Focus on foreign policy
Foreign policy got far more air time than it has in previous debates. President Biden’s staunch support for Israel’s war against Hamas left the candidates little to attack him over, though they broadly agreed that he could do more to stop Iran from adding fuel to the fire.
Asked what he’d tell Israeli Prime Minister Benjamin Netanyahu if he was president, DeSantis replied: “I will tell Bibi to finish the job once and for all and destroy the butchers from Hamas.”
There was far more dissent over Russia’s war in Ukraine, with Ramaswamy accusing the country of harboring Nazism, saying: “To frame this as some kind of battle between good versus evil. Don’t buy it.”

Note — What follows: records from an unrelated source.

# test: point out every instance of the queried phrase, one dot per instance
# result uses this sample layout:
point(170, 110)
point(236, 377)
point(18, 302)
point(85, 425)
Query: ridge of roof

Haley, who was at odds with Ramaswamy all evening, retorted that Russia’s President Putin and Chinese leader Xi Jinping were “salivating at the thought that someone like that could become president.”
Christie agreed, cautioning: “Let’s remember, the last time that we turned our back on a shooting war in Europe. It bought us just a couple of years. And then 500,000 Americans were killed in Europe to defeat Hitler. This is not a choice.”
Everyone sidestepped abortion for as long as possible
Despite resounding proof in Tuesday’s elections that Democrats are winning on reproductive rights, candidates ignored the issue of abortion for the first 99 minutes of the debate. Haley and Scott’s positions were pretty similar to that of Virginia Gov. Glenn Youngkin, whose GOP colleagues lost control of the state House that night.
Scott repeated his call for a 15-week federal ban, while Haley continued to sit somewhat on the fence, saying: “When we’re looking at this, there are some states going more on the pro-life side. I welcome that. There are some states going more on the pro-choice side. I wish that wasn’t the case, but the people decided.”
DeSantis made a sharp U-turn from his position in the second debate, in which he rejected the idea that pro-lifers were to blame for midterm defeats.
He said anti-abortion groups had been “caught flat-footed on these referenda,” and took back his previous support of a 15-week federal ban.
Attacking close to home
Defending his use of TikTok (a Chinese-owned platform the other candidates all denounced), Ramaswamy effectively called Haley a hypocrite, because her daughter uses it.
Haley hit back “leave my daughter out of your voice,” and said Ramaswamy was “scum.” Ramaswamy appeared keen to steer clear of Haley later, when the candidate’s families joined them on the stage.